En revanche, un ou plusieurs éléments peuvent parfois venir déborder le sujet et la structure menace de se briser : c’est la décompensation psychique. Dans le cas de la psychose, le délire qui en résulte est une tentative de rétablir l’unité psychique menacée. La perception de la réalité, le rapport au corps, à l’autre et au langage peuvent alors être considérablement altérés. Ce sont ces symptômes parfois spectaculaires qui sont souvent associés aux psychoses telles que la schizophrénie et la paranoïa.
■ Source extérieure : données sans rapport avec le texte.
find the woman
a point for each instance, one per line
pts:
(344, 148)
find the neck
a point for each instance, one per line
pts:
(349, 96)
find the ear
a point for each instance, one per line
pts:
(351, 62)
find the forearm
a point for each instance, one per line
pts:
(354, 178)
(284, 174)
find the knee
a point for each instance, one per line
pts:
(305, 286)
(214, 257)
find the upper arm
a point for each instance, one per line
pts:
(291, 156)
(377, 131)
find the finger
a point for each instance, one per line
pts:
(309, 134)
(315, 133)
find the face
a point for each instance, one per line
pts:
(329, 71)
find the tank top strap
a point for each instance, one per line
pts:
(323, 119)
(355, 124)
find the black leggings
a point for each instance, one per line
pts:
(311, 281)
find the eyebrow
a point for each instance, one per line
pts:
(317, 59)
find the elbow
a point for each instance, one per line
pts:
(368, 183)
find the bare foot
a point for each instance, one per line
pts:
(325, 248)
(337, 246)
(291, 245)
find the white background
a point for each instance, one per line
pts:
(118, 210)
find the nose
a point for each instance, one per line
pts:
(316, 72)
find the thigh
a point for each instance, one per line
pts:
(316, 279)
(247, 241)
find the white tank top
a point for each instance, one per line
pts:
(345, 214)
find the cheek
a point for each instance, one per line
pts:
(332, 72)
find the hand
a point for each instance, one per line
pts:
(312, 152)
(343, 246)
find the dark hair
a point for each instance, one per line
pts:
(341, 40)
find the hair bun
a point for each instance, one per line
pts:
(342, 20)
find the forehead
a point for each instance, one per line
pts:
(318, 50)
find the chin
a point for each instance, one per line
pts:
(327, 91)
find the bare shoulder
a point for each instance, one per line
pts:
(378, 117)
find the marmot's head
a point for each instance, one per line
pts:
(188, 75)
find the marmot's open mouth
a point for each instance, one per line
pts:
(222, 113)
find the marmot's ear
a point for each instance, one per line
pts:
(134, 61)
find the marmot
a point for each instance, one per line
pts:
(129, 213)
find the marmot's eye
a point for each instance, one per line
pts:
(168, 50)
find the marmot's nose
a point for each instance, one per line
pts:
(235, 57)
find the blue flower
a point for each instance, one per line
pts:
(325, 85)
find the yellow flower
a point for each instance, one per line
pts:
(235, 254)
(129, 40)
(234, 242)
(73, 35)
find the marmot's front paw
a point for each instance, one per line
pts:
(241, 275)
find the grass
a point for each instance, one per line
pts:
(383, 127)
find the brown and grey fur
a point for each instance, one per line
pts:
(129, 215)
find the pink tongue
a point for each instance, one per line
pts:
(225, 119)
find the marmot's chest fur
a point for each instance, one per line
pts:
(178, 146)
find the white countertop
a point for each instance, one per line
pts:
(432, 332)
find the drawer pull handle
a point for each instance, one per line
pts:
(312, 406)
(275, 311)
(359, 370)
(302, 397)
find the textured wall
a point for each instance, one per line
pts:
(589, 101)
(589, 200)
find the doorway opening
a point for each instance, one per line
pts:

Ces troubles mentaux sont par ailleurs répertoriés dans les Manuel diagnostique et statistique des troubles mentaux (DSM V) et Classification Internationale des Maladies (CIM-11), le recensement des troubles et de leurs critères est donc l’autre façon de penser la maladie mentale.

Les représentations que certaines personnes peuvent avoir de la psychose et de ses symptômes ont donné lieu à de nombreux films et jeux vidéo, nous avons notamment parlé de Batman Arkham Asylum et Eternal Darkness. Attardons-nous aujourd’hui d’Alice et Hellblade.

 

American McGee’s Alice (2000) et Alice : Retour au pays de la folie (2011)

Alice aux pays des merveilles et sa suite, De l’autre côté du miroir, œuvres surréalistes écrites en 1865 et 1871 par Lewis Caroll, ont suscité un grand nombre d’adaptations plus ou moins libres, et de commentaires, notamment analytiques. La forme du récit prenant en effet l’aspect d’un rêve, certains auteurs tentèrent de mettre en parallèle des éléments prélevés dans l’œuvre et la biographie de son auteur.

Qualifié par l’auteur de « contes de fées », il se démarque pourtant des modèles les plus connus tels que ceux de Grimm par le fait que le personnage principal retrouve à la fin de l’ouvrage la situation initiale. Il n’y a pas ici d’avancé. Qui plus est, c’est un des premiers ouvrages pour enfants à n’être pas axé sur la morale. Enfin, les figures parentales « positives » n’y sont pas représentées.

Et si les rêves de la jeune Alice était en fait un délire suite à une décompensation ? American Mc Gee, développeur de jeux vidéo, a pris ce parti en adaptant les romans en univers virtuels délirants. Les rêveries de la jeune Alice sont donc ici entendues comme un délire psychotique, et le jeu s’attèle à montrer toute l’horreur d’une vision cauchemardesque délirante d’une réalité perçue différemment.

Dans le premier volet sorti en 2001, on incarne la jeune Alice Liddel qui a vu ses parents et sa sœur mourir dans l’incendie de la maison. Gravement brûlée, elle élira un lapin en peluche au rang d’objet fétiche qui sera le point de départ de son délire. Elle connaitra en effet une décompensation sur un versant schizophrène en hôpital psychiatrique dans un pays où les merveilles ressemblent plus à des cauchemars. Ici, les hallucinations relatives aux corps sont légion, ils se démembrent, et l’univers entier est à la fois très artistique mais également empreint de délire morbide et d’ultraviolence. Un enchevêtrement d’objets du quotidien d’Alice (le service à thé etc.) pulvérise toutes les lois de la physique en défiant notamment les lois de l’apesanteur, le flottement et la chute y sont récurrents.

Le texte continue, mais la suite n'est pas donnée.